This discussion has been locked.

You can no longer post new replies to this discussion. If you have a question you can start a new discussion

Cortex A8 Instruction Cycle Timing

Note: This was originally posted on 17th March 2011 at http://forums.arm.com

Hi) sorry for bad English

I need to count latency for two instruction, and all I have is the arm cortex A 8 documantation(charter 16) !
but I have no idea how can do this work using that documantation(

Parents

0 Gilead Kutnick over 12 years ago

Note: This was originally posted on 9th August 2011 at http://forums.arm.com

Hi Anil, webshaker..

I have personally found something very strange in NEON that might be related to what you're describing. It seems that if you dual-issue too many instructions in a row that you start seeing stalls. I haven't attempted to formally understand this, all I know is that if you start with a loop with a few dual issued instructions (and then the loop ends with some ARM code that takes two cycles) it works as expected.
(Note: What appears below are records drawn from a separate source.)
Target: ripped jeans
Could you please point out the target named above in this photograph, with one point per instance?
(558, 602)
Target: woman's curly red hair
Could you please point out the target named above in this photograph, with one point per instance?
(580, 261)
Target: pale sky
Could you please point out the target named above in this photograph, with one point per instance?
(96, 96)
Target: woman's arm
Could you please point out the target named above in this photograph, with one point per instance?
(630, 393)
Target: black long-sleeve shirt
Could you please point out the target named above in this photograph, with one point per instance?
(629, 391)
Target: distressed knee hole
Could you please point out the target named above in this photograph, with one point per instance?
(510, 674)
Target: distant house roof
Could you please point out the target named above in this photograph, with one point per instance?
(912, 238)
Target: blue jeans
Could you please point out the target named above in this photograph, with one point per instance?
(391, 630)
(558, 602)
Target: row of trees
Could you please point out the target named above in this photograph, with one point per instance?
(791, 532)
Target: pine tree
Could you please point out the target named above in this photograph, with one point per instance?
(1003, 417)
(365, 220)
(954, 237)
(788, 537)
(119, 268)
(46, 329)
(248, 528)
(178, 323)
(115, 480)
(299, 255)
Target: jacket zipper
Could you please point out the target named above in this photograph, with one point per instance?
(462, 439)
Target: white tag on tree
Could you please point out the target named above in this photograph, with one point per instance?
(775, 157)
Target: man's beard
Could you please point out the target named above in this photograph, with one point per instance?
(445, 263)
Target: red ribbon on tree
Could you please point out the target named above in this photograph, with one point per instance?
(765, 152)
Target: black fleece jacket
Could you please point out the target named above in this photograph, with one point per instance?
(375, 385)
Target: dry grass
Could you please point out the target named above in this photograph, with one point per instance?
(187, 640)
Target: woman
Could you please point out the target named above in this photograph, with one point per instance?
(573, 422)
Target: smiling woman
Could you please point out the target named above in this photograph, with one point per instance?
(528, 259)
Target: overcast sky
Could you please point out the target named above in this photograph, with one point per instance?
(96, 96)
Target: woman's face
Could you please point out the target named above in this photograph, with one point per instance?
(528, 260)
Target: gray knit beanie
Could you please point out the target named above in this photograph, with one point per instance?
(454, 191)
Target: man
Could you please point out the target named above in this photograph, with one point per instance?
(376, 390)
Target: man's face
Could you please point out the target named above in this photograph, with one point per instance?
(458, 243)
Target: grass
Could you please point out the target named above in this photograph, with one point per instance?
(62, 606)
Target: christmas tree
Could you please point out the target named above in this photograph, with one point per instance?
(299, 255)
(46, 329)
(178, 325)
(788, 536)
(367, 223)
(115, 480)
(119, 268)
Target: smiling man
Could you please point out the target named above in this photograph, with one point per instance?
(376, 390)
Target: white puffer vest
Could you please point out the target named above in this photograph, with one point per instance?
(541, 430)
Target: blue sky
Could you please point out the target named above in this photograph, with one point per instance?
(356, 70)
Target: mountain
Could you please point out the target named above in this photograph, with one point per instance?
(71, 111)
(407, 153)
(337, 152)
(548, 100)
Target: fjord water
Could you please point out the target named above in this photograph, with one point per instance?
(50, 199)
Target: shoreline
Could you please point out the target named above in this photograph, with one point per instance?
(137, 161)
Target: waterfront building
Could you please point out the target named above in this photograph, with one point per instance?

Then as you add more pairs eventually it starts adding more than 1 cycle. At its worst it seemed to give even lower performance than if they were all single issued, like what Anil was seeing in his first example. At this point I've actually been able to improve performance by adding nops between the pairs!

Note that this doesn't happen if you pair NEON and ARM code. You can seemingly do that as much as you want without penalty.

The only possible explanation that comes to mind is that the NEON queue could be bottlenecking its throughput. The queue is 12 instructions long, so you can fill it up in 6 cycles. You will note that the pipeline stage where NEON instructions are dispatched is more than 6 before the stage where NEON begins. This is even worse if instructions are not removed from the queue until later in the NEON pipeline. So if the queue is filled while there are still more NEON instructions to be issued it will have to stall until the NEON unit consumes the instructions. Normally this shouldn't be a problem because once the stall happens they'd reach equilibrium, where the NEON consumes two old instructions at the same rate that the dispatch adds two new instructions to the queue. But there could be something that's causing the stall to be more serious than this and costing a lot more cycles.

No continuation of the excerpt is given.